When I’m tired my language skills are terrible. I wrote this at 1:30 AM after a very long day. please forgive me.
It’s been a while since my last post here. About 10 days.
It also must be said that meanwhile I started about 10 drafts, but none of them seemed worthwhile enough. Possibly beause I’m very tired and feel very spent, possibly because (before sunday) I haven’t run a game since April 4th, when the party went TPK. I played Carlo’s GURPS fantasy sandbox a handful of times in the meanwhile, enjoyed a few games of Agricola, Sankt Petersburg, Carcassonne, San Juan. But no games run.
But Sunday players came over, rolled new PCs and decided to start over in a random campaign location. to pick the spot one literally closed his eyes and pointed at the map. Turned out the location was exactly one hex away from there the TPK happened. I could have had railroaded them back to the “main campaign” but they wanted something different, so I just came up with this village of hunters, loggers and shepherds, and unilaterally declared that their PCs are teenagers, a few months before their “coming of age” ritual.

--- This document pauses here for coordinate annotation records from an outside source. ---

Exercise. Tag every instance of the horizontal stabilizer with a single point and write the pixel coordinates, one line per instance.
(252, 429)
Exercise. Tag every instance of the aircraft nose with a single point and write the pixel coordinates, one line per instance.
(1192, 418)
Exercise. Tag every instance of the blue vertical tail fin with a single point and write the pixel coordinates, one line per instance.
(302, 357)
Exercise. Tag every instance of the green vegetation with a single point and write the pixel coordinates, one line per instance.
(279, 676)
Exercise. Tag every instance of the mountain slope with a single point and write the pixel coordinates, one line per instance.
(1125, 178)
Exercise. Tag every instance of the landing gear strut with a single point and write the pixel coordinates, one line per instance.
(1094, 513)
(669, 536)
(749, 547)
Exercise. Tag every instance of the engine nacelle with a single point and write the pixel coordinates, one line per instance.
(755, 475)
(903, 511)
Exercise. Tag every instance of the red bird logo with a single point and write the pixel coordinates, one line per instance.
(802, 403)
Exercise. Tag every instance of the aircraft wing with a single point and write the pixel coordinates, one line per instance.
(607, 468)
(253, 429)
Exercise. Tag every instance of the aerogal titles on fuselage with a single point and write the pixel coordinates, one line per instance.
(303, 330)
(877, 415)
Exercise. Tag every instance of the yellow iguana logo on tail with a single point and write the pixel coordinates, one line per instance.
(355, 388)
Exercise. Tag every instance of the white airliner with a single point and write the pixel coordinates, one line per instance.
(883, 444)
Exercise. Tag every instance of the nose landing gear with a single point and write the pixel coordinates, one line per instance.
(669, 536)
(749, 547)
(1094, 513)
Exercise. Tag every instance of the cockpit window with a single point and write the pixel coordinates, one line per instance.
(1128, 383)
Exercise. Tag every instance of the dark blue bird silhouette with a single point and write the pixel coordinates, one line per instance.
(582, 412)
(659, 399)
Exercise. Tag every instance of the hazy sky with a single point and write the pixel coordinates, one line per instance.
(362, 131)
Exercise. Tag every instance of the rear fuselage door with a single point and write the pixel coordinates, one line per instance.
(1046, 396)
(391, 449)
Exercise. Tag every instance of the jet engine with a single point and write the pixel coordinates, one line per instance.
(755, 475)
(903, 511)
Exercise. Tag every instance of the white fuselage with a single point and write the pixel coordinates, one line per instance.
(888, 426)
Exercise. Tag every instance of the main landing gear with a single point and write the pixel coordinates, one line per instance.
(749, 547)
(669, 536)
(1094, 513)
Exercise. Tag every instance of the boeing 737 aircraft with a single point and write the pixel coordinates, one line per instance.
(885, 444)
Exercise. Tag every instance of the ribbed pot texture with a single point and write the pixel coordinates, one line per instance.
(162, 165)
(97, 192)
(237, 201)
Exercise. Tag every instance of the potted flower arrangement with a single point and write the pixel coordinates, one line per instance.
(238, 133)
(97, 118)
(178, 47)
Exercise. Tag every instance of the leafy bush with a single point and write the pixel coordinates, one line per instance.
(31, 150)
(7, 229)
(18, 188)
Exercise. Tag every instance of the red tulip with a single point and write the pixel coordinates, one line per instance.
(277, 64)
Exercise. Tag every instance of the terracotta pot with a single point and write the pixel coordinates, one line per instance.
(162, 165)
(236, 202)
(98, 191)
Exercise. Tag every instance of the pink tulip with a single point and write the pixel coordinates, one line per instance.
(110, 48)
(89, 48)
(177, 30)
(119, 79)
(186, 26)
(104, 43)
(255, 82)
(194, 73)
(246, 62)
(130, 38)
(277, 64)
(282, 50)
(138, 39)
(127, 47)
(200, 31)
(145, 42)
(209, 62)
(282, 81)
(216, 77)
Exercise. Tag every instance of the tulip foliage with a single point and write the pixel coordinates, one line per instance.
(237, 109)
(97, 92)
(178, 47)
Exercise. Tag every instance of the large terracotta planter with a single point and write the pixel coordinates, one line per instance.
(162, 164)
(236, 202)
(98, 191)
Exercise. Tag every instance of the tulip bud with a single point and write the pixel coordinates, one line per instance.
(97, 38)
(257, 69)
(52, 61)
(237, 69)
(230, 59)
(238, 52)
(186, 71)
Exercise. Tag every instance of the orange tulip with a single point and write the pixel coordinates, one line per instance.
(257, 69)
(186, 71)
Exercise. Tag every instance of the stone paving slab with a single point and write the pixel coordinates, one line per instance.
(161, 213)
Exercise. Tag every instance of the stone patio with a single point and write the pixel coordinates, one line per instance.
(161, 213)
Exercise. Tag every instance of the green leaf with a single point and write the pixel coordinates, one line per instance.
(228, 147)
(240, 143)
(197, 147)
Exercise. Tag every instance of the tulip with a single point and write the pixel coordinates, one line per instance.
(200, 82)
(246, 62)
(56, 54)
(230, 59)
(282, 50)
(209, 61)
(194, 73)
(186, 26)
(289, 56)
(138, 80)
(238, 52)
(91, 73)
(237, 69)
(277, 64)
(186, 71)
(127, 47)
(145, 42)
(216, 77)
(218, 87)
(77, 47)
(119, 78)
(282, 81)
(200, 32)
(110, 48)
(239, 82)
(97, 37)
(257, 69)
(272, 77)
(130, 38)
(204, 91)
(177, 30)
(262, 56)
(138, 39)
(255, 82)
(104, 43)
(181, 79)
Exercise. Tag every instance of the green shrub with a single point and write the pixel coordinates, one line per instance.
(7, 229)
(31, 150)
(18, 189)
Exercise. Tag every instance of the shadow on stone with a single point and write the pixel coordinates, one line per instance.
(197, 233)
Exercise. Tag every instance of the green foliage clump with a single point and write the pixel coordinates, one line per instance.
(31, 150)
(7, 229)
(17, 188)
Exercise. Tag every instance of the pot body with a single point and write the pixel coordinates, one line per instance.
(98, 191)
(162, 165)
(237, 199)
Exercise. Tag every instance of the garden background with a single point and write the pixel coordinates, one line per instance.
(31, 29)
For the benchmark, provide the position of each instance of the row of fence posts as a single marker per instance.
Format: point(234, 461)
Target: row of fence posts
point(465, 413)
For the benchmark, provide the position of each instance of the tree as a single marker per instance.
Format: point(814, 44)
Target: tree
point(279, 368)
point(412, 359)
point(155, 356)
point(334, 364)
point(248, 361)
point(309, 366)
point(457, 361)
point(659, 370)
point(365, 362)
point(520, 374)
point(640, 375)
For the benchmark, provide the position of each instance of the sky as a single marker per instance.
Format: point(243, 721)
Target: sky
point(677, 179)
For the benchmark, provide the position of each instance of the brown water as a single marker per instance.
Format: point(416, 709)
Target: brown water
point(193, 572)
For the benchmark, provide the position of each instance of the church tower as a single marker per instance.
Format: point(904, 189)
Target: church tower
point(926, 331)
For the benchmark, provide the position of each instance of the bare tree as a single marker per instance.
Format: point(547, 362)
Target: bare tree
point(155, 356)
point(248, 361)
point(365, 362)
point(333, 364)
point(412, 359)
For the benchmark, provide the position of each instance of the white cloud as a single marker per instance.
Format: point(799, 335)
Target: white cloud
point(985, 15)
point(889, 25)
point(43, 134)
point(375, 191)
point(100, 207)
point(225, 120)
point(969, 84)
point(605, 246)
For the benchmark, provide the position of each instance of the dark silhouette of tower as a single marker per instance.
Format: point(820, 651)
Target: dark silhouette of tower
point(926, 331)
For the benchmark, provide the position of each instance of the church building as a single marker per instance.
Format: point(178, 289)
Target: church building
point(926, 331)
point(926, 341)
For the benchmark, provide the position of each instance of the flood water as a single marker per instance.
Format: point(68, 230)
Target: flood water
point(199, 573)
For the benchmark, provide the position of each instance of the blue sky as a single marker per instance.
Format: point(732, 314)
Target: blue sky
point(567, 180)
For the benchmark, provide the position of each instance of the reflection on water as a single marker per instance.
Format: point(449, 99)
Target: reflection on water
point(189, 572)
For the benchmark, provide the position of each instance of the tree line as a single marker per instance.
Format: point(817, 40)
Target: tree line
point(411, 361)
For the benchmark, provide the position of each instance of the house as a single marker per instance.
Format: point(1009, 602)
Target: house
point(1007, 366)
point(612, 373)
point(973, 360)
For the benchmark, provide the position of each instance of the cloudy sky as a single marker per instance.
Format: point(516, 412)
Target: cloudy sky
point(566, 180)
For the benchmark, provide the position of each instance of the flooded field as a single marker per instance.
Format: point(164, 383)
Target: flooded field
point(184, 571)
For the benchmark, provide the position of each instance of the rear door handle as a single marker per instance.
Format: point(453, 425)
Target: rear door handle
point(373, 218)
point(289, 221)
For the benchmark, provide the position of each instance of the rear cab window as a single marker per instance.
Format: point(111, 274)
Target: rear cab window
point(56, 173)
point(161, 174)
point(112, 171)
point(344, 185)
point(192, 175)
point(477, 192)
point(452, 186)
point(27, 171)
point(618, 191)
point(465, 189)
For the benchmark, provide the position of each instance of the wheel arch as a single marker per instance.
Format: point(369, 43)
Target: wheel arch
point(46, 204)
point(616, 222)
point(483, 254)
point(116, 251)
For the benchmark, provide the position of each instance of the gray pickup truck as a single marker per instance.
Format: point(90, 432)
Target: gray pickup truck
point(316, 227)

I could have gone a bit further and, instead of let them pick a “normal” equipment, force them to look around and pick stuff up.
But they decided to go hunting, to show off. And stumbled in tracks, that ended at a cavern, smoked out what was inside and killed a bear. In the bear cave they found a dungeon entrance as well. They went in and did neat old school stuff. As in having their gender changed by a magic fountain, set a tapestry afire, which in turn made angry an ogre, which later was dispatched as it charged the spear-set characters. Enough loot was had to max-out level 2, mostly jewels (which are extremely valuable in B/X and BECMI), plus a +1 long sword, light on command (but they don’t know the command, and it’s switched on). Nothing too complex, but good fun was had, and later feedback was good.
Same setup as last time (at the Glasgow University gaming club), except I didn’t chicken out. Because, despite not having prepared anything, I spent some time preparing myself to improvise; decent “fluff” comes easy, but decent “crunchy bits” are a way, way harder for me. My mind was blank, but I had tools.
A few notes from the session:
- d6 as oracle: simply put, if something is in doubt, a x-in-6 change is determined and a dice is rolled.
- Kellri’s Old School Reference manuals proved to be awesome again, specially volume 4.
- Dungeon was built using geomorphic tiles from A Character for Every Game. If a dungeon is needed it can be uncomfortably hard to come up with one. In this case tiles were pulled out randomly from a stack. I expected to see a 8×8 pattern of content but a mix of transcription errors and a bit of fudging made it more organic (and made the tiles reusable). Sure, it can feel a bit randomish, but most probably it was built by a number of different cultures/people over the years and not just by the current inhabitants, so there is the increased verosimilitude of both adapting the inhabitant needs to the living space and the inhabitants adapting the living space. Kobolds burrowed and the ogre kept for himself the bigger room. The magic fountain makes water available (the magic wears off if water is taken away).
- Moldway suggestion to stock the dungeon with a few selected monsters and fill the rest with the dungeon stock table. Jeff Rients, in a great article in Fight On! #6, advices to split the population in “main guys” (say, a tribe of kobolds), a “lone wolf” (say, OGRE) and random creeps (snakes, fungi, etc): coming up with interaction between these three groups is up to you and, while technically not needed, can add complexity and depth to the dungeon (the ogre is fed by the kobolds so to keep him from going “OGRE SMASH”). Sham wrote on the topic of empty rooms and dungeon stocking a lot (also in more meaningful posts that I can’t find at the moment) so if you want to know more just follow the link.
- Rients suggests also to create a random encounter table specific for the location. The tables provided in B/X has entries that probably won’t fit with your dungeon. My suggestion is to start with an empty table and fill it with random results from other tables, replacing entries that don’t fit with handpicked ones or with monster from the above three groups.
- my GM screen (AC7) doesn’t have any table that I use in game. I prepared a list with 22 items I needed to refer to (more or less) frequently that my stupid screen doesn’t make available. I might try to consult Dragonlance DM screen (my favourite from AD&D) to to see if it has any good bits I missed.
- take notes on what you create, so you can refer to them later. Running a campaign like this is like a flyweight: if it’s not moving, it takes effort to move it, but as you fill in the blanks it will be easier and easier to create material. In this case coherency can be both a great help and a really powerful tool, because if something is “wrong” you have an “instant mistery” (as in “why the caravans that left the village last week never made it to the city?”).
- the biggest asset tho was to have no idea whatsoever of what would happen next. I often riff off my player’s ideas because, well, if it’s fun to “say yes”, it’s even funnier to run away with them.
For me, improvisation is a skill that needs practice and can be helped a lot by the right tools. It requires confidence from the DM and willingness to risk (both to be wiped out and to have a bad game) from players. It’s definitely thepart of running games that I prefer, and with practice it gets more and more effective and easier. It’s just a matter of getting started.